I remember a story my mother told me once: about sailors lost at sea who followed the stars because they trusted something bigger than themselves. I think that’s what I’m doing now. The stars are hidden, but the moon is enough.
I whisper names into the dark. My brother. My mother. My own. Just to hear them again.
The Visitor
Morning. I woke to the sound of footsteps – or what I thought were footsteps. When I crawled to the opening, I saw a dog. Mud-colored, ribs showing. It looked at me with those half-wild eyes, then wagged its tail once. I threw it a biscuit, and it ate, watching me the whole time.
Then it left, paddling across the water toward what used to be the bridge.
For some reason, that small act – feeding another living thing—made me feel more alive than anything else in days.
Maybe that’s what survival really is: two creatures sharing the same stubbornness.
The Sky Changes
Around noon, the clouds began to break apart. Sunlight spilled through in streaks, turning the flooded valley into something almost beautiful. For the first time, I could see the mountains clearly, their slopes scarred but still standing.
The radio hissed again, then cleared just long enough for a sentence:
“Evacuation teams moving east from the main road. Survivors advised to make visible markers.”
Visible markers. I tore the bedsheet and spread it across the roof, securing it with broken chair legs. From above, maybe it’ll look like a flag – or a sign that someone still believes they’ll be found.
Then I waited.
Hours passed. Shadows lengthened. I almost gave up and went inside when I heard it again: the chop of blades, closer this time. The air trembled. Dust fell from the beams.
I scrambled onto the roof edge, waving both arms until I nearly lost my balance.

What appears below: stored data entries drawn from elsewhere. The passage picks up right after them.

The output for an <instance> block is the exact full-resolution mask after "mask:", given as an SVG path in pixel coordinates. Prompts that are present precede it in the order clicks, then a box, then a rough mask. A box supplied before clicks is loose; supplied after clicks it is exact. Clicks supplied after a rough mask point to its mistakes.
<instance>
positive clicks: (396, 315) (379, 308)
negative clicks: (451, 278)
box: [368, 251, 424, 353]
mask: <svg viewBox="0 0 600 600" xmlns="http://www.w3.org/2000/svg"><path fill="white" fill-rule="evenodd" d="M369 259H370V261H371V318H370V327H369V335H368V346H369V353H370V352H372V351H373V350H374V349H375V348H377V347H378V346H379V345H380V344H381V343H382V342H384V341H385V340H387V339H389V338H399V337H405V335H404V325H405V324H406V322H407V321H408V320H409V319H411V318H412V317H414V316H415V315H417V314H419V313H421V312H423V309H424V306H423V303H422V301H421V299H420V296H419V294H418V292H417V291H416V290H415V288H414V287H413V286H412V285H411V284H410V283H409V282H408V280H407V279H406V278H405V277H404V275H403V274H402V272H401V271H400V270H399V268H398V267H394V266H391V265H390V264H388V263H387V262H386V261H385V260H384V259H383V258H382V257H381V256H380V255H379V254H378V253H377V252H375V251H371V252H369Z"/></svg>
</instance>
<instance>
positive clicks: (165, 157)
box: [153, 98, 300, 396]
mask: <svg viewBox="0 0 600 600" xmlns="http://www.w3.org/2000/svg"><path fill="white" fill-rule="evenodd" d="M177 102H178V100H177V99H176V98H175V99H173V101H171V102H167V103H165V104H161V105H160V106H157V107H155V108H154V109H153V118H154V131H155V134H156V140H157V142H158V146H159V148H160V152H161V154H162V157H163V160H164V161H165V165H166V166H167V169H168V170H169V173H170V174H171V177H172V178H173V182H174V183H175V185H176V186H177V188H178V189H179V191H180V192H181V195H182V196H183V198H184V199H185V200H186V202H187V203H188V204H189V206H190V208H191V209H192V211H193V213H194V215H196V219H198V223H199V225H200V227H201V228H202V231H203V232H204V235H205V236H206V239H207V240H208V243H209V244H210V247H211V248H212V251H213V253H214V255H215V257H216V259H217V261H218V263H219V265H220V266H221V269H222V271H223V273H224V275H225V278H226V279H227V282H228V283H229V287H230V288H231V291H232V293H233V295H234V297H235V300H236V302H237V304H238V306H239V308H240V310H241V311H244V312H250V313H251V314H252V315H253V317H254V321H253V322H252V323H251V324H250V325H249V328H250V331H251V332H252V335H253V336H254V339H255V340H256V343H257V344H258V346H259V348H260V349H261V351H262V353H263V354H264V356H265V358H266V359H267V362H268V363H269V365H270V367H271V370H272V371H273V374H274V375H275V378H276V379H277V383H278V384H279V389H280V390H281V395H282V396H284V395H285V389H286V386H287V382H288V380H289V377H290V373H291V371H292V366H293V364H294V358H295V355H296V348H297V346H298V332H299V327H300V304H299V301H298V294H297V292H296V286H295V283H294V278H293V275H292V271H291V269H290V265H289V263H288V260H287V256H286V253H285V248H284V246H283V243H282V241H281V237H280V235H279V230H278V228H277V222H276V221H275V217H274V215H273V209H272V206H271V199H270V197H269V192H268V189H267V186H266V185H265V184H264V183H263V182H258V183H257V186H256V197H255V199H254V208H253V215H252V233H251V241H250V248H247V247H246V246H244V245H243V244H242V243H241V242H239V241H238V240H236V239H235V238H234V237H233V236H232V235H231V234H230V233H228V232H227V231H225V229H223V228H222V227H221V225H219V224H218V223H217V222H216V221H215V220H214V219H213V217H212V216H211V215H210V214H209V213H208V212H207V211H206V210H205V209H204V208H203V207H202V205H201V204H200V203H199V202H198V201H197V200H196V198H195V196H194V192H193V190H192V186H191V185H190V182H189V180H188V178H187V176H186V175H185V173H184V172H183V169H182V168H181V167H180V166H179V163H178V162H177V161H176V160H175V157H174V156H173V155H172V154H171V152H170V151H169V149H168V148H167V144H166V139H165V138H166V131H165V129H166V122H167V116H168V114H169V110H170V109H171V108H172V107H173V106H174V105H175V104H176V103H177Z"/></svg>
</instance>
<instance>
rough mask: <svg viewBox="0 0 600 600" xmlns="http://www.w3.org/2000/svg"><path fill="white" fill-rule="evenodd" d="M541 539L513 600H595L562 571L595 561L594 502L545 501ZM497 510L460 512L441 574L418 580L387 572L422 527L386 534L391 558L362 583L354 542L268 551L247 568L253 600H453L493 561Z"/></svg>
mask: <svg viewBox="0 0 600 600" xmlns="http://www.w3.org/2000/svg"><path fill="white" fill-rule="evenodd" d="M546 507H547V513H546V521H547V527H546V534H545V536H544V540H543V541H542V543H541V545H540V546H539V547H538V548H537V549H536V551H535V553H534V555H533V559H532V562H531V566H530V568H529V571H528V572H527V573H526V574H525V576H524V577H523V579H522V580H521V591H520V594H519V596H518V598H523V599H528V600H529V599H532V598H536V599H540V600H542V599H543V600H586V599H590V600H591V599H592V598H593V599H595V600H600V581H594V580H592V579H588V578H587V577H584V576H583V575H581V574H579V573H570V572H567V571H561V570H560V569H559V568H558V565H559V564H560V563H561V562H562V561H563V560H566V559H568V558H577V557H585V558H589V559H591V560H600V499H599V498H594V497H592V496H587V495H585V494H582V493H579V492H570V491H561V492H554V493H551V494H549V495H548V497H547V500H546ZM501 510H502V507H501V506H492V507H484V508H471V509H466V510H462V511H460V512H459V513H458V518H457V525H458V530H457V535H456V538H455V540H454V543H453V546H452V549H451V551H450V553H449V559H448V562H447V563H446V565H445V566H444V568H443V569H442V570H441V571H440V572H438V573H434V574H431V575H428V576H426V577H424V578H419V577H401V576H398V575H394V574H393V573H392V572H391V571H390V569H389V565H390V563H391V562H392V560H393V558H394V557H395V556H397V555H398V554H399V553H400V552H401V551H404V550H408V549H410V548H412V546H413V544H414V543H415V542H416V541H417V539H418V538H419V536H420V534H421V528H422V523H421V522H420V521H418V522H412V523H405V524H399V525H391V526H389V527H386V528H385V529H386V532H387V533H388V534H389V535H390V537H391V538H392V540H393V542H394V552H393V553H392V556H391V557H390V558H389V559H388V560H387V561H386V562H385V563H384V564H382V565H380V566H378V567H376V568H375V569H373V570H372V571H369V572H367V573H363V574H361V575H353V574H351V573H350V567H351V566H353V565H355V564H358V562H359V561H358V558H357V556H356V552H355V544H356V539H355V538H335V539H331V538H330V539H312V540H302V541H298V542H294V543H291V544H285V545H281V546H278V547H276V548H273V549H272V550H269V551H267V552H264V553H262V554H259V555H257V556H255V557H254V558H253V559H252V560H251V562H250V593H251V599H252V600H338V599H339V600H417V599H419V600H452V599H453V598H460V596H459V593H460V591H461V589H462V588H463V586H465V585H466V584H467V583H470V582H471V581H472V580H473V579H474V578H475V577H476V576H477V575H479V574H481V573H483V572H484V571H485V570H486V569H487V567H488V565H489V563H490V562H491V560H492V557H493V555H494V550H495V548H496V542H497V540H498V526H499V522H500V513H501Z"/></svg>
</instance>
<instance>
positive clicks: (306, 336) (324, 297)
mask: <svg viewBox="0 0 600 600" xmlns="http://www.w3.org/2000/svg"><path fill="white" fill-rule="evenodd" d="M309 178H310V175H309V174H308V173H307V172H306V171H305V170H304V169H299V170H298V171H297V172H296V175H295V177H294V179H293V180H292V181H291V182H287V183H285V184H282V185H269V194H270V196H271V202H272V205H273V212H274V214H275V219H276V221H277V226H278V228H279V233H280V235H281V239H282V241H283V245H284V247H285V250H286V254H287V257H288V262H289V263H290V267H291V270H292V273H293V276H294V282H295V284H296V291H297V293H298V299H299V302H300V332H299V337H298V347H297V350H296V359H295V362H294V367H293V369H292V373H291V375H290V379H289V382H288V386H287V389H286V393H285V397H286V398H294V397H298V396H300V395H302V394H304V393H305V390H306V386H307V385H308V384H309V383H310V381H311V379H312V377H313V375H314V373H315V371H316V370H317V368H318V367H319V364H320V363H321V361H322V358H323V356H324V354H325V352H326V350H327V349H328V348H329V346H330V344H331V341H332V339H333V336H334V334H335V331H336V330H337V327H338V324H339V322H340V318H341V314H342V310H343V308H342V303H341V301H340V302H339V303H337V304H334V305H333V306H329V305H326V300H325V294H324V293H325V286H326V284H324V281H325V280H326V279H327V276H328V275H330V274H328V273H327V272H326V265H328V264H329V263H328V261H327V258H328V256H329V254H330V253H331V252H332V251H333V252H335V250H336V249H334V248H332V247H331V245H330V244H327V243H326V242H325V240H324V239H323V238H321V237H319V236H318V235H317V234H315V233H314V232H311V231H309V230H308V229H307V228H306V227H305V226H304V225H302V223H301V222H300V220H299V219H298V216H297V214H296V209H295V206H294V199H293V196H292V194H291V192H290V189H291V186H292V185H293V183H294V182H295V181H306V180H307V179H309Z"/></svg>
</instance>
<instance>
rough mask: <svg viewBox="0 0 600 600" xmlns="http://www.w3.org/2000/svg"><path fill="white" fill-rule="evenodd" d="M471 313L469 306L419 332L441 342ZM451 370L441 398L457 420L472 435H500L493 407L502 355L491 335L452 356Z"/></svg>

The helicopter circled once. A voice came through a loudspeaker, muffled but real.
“Hold on – we see you.”
The words hit me harder than the wave ever did.
Rescue
They lowered a rope. The wind whipped my face. I clung to the harness like it was the only solid thing in the world. When they pulled me up, the house shrank below me, a fragile shell half-submerged in green water. For a moment, I felt like I was leaving part of myself behind.
Inside the helicopter, the air smelled of metal and fuel. The rescuer handed me a blanket. I couldn’t stop shaking.
“Anyone else with you?” he shouted over the noise.
I shook my head.
As we rose higher, I saw the valley spread out below – miles of water, broken roofs, tiny flags of white fluttering in the sunlight. Others are waiting. Others are still hoping.
I wanted to tell them I was sorry. That I’d been lucky.
But all I could do was whisper the words that had kept me alive:
“Help is coming.”
And for the first time, it finally had.